O presidente do Supremo Tribunal Federal (STF), Joaquim Barbosa, decidiu nesta terça-feira (17) renunciar à relatoria do processo do mensalão. Com a decisão, Barbosa não levará ao plenário da Corte os recursos dos condenados que recorreram contra a decisão dele que cassou os benefícios de trabalho externo. A partir de agora, todas as questões relacionadas à execução das penas serão encaminhadas ao vice-presidente do Supremo, Ricardo Lewandowski, que determinará a redistribuição do processo. Joaquim deve se aposentar da Corte em duas semanas.
Na decisão, Joaquim afirmou que os advogados dos condenados passaram a atuar politicamente no processo, por meio de manifestos e insultos pessoais. O presidente citou o fato envolvendo Luiz Fernando Pacheco, advogado do ex-deputado José Genoino. Na semana passada, Joaquim determinou que seguranças do STF retirassem o profissional do plenário.

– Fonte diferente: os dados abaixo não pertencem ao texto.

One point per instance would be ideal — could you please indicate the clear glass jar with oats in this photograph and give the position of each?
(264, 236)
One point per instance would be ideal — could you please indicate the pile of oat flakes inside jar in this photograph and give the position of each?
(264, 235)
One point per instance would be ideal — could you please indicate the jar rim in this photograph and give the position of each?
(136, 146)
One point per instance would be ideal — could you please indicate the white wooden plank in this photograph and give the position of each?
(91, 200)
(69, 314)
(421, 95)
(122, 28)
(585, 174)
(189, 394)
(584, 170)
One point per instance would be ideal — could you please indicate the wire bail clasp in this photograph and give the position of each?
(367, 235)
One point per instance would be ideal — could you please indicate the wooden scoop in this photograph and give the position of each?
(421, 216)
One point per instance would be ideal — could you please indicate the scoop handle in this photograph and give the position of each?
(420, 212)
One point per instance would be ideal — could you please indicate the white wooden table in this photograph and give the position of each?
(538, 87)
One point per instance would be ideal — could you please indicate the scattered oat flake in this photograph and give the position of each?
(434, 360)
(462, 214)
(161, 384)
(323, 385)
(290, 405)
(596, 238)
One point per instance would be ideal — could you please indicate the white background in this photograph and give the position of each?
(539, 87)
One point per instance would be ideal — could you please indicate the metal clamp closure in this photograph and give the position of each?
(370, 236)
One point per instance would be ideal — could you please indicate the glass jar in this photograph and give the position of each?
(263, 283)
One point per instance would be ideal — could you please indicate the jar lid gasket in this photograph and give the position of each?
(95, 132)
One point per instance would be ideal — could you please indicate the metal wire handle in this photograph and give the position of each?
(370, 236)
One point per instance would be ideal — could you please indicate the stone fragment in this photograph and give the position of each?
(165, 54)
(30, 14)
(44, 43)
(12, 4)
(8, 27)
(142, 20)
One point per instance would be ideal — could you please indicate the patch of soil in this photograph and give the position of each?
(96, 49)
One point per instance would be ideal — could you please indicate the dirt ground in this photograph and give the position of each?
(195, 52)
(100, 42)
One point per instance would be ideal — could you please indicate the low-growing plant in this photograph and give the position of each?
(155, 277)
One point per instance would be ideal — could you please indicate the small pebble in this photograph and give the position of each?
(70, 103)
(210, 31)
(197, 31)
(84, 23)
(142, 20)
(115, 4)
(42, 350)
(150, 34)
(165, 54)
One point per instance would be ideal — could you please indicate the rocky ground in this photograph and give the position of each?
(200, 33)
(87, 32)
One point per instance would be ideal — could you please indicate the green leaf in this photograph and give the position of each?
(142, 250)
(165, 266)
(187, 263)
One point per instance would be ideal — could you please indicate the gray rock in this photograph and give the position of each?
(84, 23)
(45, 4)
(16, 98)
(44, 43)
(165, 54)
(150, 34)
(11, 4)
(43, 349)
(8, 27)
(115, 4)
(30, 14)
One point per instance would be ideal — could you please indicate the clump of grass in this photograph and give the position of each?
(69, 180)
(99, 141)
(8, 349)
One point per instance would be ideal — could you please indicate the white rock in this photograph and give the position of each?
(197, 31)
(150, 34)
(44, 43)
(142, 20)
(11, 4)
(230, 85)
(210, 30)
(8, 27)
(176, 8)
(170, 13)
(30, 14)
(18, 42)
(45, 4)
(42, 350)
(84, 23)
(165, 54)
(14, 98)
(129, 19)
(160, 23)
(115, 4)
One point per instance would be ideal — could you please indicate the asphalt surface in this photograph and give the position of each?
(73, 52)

“Esse modo de agir culminou, na última sessão plenária do STF, em ameaças contra minha pessoa dirigidas pelo advogado do condenado José Genoino Neto que, para tanto, fez uso indevido da tribuna, conforme se verifica nos registros de áudio e vídeo da sessão do dia 11 de junho”, disse Joaquim.
Ontem, o presidente do Supremo pediu à Procuradoria da República no Distrito Federal a abertura de uma ação penal contra advogado de Genoino. Joaquim pede que Pacheco seja investigado pelos crimes de desacato, calúnia, difamação e injúria.
Pacheco disse que vai se pronunciar sobre a ação somente após conhecer os detalhes do pedido.  “Falo somente após conhecer formalmente a acusação. Por enquanto, fico apenas com a tranquilidade dos profissionais que cumprem com seu dever”, disse à Agência Brasil.
Na semana passada, Joaquim mandou  seguranças da Corte retirarem Pacheco do plenário. Joaquim deu a ordem após Pacheco subir à tribuna para pedir que o presidente libere para julgamento o recurso no qual Genoino diz que tem complicações de saúde e precisa voltar a cumprir prisão domiciliar. Na ocasião, os ministros do STF estavam julgando um processo sobre a mudança no tamanho das bancadas na Câmara dos Deputados.